How to prepare and store ready-to-use garlic in bulk.

Cross-post from /r/GarlicLovers.

One of the most irritating things about garlic is preparing it for each and every meal. The shelling of a dozen or two cloves. The cutting or grating. Takes an inordinately long time - why not just make a massive batch at once, and pull what you need whenever you need it?

Ingredients

  • Garlic, 1Kg
  • Olive, Avocado, Graepeseed or any other high-quality oil.

Directions

  1. I typically start with a 1Kg bag of garlic. These come from China, and while I would normally worry about any food coming from China, at least it’s cheap. A year ago it was just a little over $2CDN for a 1Kg bag, but now it’s spiked to nearly $5CDN thanks to the garlic shortage. Fuck me, no? I go through about a kilo a month, easy. My Cæsar salads just aren’t good unless I’m dripping sweat and tears by the halfway mark. Same with my spaghetti Bolognese. And my… well, you get the point. Thankfully my employment is mostly solitary, with no direct public interaction.
  2. I have never had luck with the “two metal bowls” method of shelling garlic. For me, the only way to do it is to peel and cut off the hard base of each clove individually. I twist the clove to get the paper off just a bit easier; “cracking” the clove is IMHO a slow and arduous method but at least it works. YMMV.
  3. Once I have the entire 1Kg bag cut and stripped (takes about 2-3 hrs for me), I then pull out my food processor. You can use any, but make sure it’s a higher quality one that can run for many minutes without burning out or overheating. Use the blade tool, if yours has more than one tool.
  4. Pour the garlic in so that it reaches the maximum recommended fill level. Then take a really nice oil, such as Cold Pressed Olive oil, Grapeseed oil or Avocado oil. Fill the container up with that oil until it reaches the top of the garlic.
  5. Now, blend. Blend, blend blend that fucker! Blend until it is a gooey paste. If you have any larger chunkies sticking to the sides of the container, stop the blender and push them back down into the garlic paste with a spatula. Now blend some more to make sure you have caught any remaining chunkies. If necessary, pour more oil in to ensure your paste sorta-collapses to the bottom of the container when you stop your blades -- too stiff and it won’t properly process any large chunks that are still in there, they’ll just bounce off the blades. The paste needs to be pretty gloopy and sticky to grab hold of larger chunks and hold them in place for the blades to slice.
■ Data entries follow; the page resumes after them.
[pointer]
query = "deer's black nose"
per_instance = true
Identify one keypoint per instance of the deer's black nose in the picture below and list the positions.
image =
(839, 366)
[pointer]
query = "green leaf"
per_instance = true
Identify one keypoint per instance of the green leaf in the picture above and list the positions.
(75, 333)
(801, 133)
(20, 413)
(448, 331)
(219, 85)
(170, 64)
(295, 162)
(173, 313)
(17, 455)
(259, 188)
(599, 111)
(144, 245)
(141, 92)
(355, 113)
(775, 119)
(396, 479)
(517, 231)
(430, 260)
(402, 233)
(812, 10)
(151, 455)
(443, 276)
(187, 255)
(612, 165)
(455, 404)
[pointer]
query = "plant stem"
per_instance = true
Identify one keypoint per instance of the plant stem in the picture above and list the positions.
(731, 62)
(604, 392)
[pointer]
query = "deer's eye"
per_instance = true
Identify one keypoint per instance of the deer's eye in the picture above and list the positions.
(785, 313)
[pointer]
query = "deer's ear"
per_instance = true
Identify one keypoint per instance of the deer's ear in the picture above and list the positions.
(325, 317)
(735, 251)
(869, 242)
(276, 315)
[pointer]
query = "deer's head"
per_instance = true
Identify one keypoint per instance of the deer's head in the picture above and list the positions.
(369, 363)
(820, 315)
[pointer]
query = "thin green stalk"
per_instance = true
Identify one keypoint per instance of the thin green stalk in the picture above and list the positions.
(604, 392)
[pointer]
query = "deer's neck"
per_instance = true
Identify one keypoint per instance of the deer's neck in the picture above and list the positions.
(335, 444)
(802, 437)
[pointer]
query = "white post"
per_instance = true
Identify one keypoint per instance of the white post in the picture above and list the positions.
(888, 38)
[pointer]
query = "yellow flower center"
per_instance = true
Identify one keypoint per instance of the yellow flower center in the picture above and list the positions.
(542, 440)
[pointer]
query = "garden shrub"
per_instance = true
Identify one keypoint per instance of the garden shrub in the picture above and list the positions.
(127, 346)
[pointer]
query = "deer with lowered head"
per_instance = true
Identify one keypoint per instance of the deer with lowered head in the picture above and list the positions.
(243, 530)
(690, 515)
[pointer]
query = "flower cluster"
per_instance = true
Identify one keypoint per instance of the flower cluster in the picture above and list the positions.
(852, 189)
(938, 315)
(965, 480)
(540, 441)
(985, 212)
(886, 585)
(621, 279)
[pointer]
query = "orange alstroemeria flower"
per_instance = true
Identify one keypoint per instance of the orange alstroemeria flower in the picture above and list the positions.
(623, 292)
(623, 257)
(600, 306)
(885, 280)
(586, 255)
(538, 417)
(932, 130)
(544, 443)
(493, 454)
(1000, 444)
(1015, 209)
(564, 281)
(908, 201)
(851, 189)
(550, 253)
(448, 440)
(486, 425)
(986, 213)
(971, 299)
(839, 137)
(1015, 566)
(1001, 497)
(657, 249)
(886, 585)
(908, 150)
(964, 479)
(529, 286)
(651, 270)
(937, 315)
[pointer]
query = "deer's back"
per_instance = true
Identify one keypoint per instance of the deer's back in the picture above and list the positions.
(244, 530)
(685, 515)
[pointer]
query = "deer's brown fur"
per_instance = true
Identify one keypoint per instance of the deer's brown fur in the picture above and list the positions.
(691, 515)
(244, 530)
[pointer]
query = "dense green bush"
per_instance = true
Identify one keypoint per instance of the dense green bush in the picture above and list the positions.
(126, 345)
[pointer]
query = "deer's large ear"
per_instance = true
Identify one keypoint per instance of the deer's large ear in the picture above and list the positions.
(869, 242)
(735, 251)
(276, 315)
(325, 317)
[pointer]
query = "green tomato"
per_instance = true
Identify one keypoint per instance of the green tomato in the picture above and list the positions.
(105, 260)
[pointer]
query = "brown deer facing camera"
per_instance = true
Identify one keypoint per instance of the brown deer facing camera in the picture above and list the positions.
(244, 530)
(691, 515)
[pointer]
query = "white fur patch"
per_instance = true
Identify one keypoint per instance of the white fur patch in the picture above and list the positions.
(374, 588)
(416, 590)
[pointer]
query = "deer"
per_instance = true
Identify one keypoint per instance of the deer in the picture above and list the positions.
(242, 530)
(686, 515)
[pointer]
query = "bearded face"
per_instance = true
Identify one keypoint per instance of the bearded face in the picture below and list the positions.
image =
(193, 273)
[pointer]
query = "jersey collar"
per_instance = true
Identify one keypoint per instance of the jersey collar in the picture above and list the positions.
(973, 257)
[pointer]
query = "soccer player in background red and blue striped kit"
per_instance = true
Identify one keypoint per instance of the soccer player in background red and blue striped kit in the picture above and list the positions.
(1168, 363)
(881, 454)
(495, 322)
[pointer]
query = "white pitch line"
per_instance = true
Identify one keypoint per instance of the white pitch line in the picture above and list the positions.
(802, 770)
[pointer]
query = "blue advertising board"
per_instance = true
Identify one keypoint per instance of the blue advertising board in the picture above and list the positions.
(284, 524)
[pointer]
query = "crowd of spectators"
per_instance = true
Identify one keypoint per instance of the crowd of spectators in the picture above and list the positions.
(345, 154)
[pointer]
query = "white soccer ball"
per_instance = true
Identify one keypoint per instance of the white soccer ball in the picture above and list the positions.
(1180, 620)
I use a terrine to store my garlic, and I prefer Le Parfait because they make the highest-quality terrines on the market. If you are in Canada and have a Marshalls, Homesense or Winners in your area, haunt that place like a mofo; they often get in dribs and drabs of Le Parfait every few months at ridiculously low prices. Like a 1L for $6.99, where you can pay $30+ on eBay and that’s before shipping. Homesense will be your best bet, Marshalls the worst.

Whatever container you use, try to avoid plastics; because even though yours might say “BPA Free” you need to understand that BPA is just one of thousands of known obseogens and endocrine disruptors that can leach into your food. Only ever use plastic for dry foods! The next best thing is to use a glass jar, even a normal Bernardin preserving jar would be excellent.

So 1Kg of garlic will, on average, make about 1.5L of ground garlic paste. You can thank the oil for the volumetric increase. This means it works great in salads, in the skillet as a pre-searing oil, and in almost any other dish you would normally put garlic in anyhow. You can even spread it on sandwiches like butter! I would recommend storing it in 2-3 containers, typically 500-750ml apiece, and put one at the back of your refrigerator and the rest in the freezer. Each will last about a month in the fridge before it starts getting this really weird (but safe) fluorescent shade of green and loosing most of its bite. The flavour is still there, but the bite won’t be.

Final note: Unless you absolutely adore coconut, stay the fuck away from coconut oil. I prepared my garlic with that shit once, and I still have it in the freezer (thankfully it was a much smaller batch). About the only thing it’s good for is to prepare a pan for a good meat searing. The taste of the coconut will absolutely overwhelm any normal dish you stick it in. I pretty well gagged on my Cæsar salad when I used that one.

Good luck, and may you always reek of garlic!